Conventional analysis methods present several well-known difficulties, including spot overlap and sometimes insufficient resolution; these limitations are even more pronounced when working with complex mixtures. In this context, the work of [19] has shown that manual identification of flavonoids in polyphenol-rich extracts can lead to false positives, particularly due to interference from other compounds present in the extracts. Faced with these shortcomings, our image segmentation approach provides a concrete solution. Using segmentation algorithms based on pixel color and intensity, we were able to accurately isolate chromatographic spots, even in cases where contrast was low. This represents an advancement compared to simple observation with the naked eye.

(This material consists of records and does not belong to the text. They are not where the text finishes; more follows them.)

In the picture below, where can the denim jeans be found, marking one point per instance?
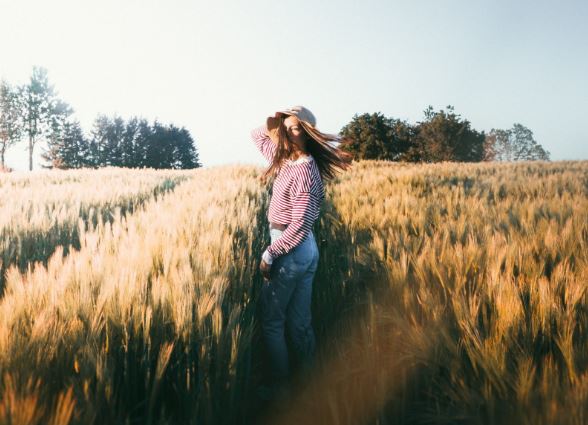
(286, 299)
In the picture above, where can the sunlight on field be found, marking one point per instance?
(445, 293)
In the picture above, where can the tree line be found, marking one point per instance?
(33, 112)
(442, 136)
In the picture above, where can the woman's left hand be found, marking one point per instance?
(265, 269)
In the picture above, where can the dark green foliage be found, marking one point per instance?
(444, 136)
(515, 144)
(131, 144)
(374, 136)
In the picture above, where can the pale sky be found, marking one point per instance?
(219, 68)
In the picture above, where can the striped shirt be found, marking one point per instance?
(297, 194)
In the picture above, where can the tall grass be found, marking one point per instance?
(446, 293)
(41, 211)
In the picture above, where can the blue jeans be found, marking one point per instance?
(286, 299)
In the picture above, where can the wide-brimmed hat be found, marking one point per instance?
(300, 112)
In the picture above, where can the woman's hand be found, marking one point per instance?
(265, 269)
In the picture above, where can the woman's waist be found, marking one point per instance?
(278, 226)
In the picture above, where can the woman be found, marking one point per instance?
(300, 158)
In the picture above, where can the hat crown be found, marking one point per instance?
(302, 113)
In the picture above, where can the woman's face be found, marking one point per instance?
(294, 131)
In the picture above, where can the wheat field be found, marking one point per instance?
(445, 293)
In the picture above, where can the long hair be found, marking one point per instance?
(324, 148)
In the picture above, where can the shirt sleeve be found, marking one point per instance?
(264, 144)
(304, 212)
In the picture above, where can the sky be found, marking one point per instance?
(219, 68)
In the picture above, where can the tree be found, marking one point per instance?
(58, 120)
(374, 136)
(70, 150)
(10, 121)
(444, 136)
(37, 98)
(515, 144)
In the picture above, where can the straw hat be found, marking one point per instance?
(300, 112)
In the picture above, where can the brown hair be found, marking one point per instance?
(320, 145)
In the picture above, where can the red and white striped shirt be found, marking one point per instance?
(297, 194)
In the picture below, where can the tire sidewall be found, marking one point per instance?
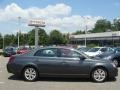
(92, 75)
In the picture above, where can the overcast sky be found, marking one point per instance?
(64, 15)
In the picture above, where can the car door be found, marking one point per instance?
(48, 61)
(74, 63)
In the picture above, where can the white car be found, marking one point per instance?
(98, 50)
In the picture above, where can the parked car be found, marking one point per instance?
(8, 51)
(60, 62)
(23, 50)
(113, 55)
(98, 50)
(83, 49)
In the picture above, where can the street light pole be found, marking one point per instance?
(19, 18)
(85, 35)
(3, 42)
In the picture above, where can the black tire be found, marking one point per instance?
(97, 77)
(33, 78)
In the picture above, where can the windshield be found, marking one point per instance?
(93, 50)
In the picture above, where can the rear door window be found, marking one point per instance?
(51, 52)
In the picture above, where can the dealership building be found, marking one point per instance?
(101, 39)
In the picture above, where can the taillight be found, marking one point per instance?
(12, 58)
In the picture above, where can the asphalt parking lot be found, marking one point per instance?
(10, 82)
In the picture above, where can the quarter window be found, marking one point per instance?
(69, 53)
(46, 52)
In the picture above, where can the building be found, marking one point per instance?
(100, 39)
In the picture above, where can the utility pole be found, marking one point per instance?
(19, 19)
(3, 42)
(85, 35)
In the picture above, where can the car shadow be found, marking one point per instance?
(60, 79)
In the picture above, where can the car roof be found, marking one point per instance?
(55, 47)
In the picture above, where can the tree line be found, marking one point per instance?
(102, 25)
(55, 37)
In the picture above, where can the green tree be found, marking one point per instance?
(56, 37)
(78, 32)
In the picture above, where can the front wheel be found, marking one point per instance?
(99, 75)
(30, 74)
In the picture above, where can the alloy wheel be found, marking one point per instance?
(99, 75)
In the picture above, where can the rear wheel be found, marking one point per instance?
(115, 62)
(30, 74)
(99, 75)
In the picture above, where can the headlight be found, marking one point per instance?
(109, 57)
(113, 64)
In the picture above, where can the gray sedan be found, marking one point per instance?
(60, 62)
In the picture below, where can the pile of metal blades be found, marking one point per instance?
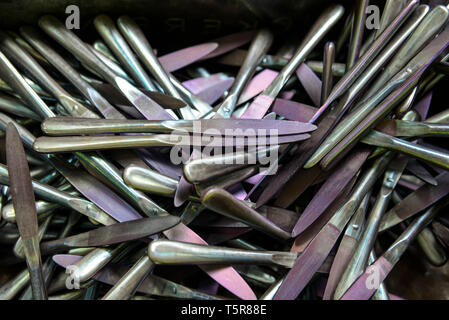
(247, 167)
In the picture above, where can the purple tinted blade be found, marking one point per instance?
(303, 240)
(341, 260)
(258, 108)
(251, 127)
(287, 95)
(230, 42)
(183, 191)
(179, 59)
(226, 276)
(364, 287)
(308, 263)
(214, 92)
(237, 191)
(418, 170)
(417, 201)
(292, 110)
(257, 84)
(329, 191)
(97, 192)
(299, 183)
(310, 82)
(422, 107)
(65, 260)
(199, 84)
(149, 108)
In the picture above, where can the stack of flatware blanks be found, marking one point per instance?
(310, 168)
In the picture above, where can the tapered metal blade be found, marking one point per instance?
(214, 92)
(21, 187)
(119, 232)
(310, 82)
(230, 42)
(292, 110)
(61, 126)
(181, 58)
(329, 191)
(257, 84)
(416, 202)
(308, 263)
(117, 98)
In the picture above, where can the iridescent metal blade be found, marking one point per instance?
(116, 233)
(310, 82)
(22, 195)
(61, 126)
(416, 201)
(230, 42)
(181, 58)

Despite the generally satisfactory performance of our method, some technical constraints remain and deserve to be taken into account to optimize the results. One of the first limitations concerns the quality of the captured images, particularly with a smartphone (iPhone 12 in our case). Although this device offers good resolution, it sometimes introduces variations in the extracted parameters, as shown by the relatively high standard deviation observed for the mean intensity in the chloroform extracts (at = 15.67). These fluctuations can affect reproducibility, particularly when seeking to establish a stable and reliable database for automated recognition. In parallel, other technical challenges were observed, including the overlap of certain spots on the chromatograms, often linked to imperfect migration or high concentrations. In this case, the algorithm can merge several spots, where the human eye still perceives differences. To overcome this limitation, more advanced approaches, such as active contours (Snakes) or methods derived from deep learning such as [20], would allow better separation of the areas of interest. Finally, the processing of undeveloped extracts has proven to be more complex: the spots are often not very marked and their detection less reliable. The addition of adaptive contrast preprocessing or the use of a more sensitive universal developer would improve the initial detection, particularly for compounds present in trace amounts.
4. Conclusion
This work has demonstrated that it is entirely possible to automate the identification of flavonoids on thin films (TLC) through the integration of digital tools such as image segmentation. This approach provides a fast, reliable, and reproducible alternative to traditional manual methods, which are often time-consuming and subject to interpretation. In a context such as that of Côte d’Ivoire, where more and more people are turning to traditional medicine, this solution makes perfect sense. It addresses a concrete need to better supervise the analysis of medicinal plants, using modern tools, without relying on cumbersome infrastructure or expensive resources. The results obtained showed good agreement with traditional visual and chemical observations, while providing significant gains in accuracy and speed. The very low Euclidean distances between the test and control profiles, as well as the increased sensitivity to weakly revealed stains, demonstrate the real potential of this method.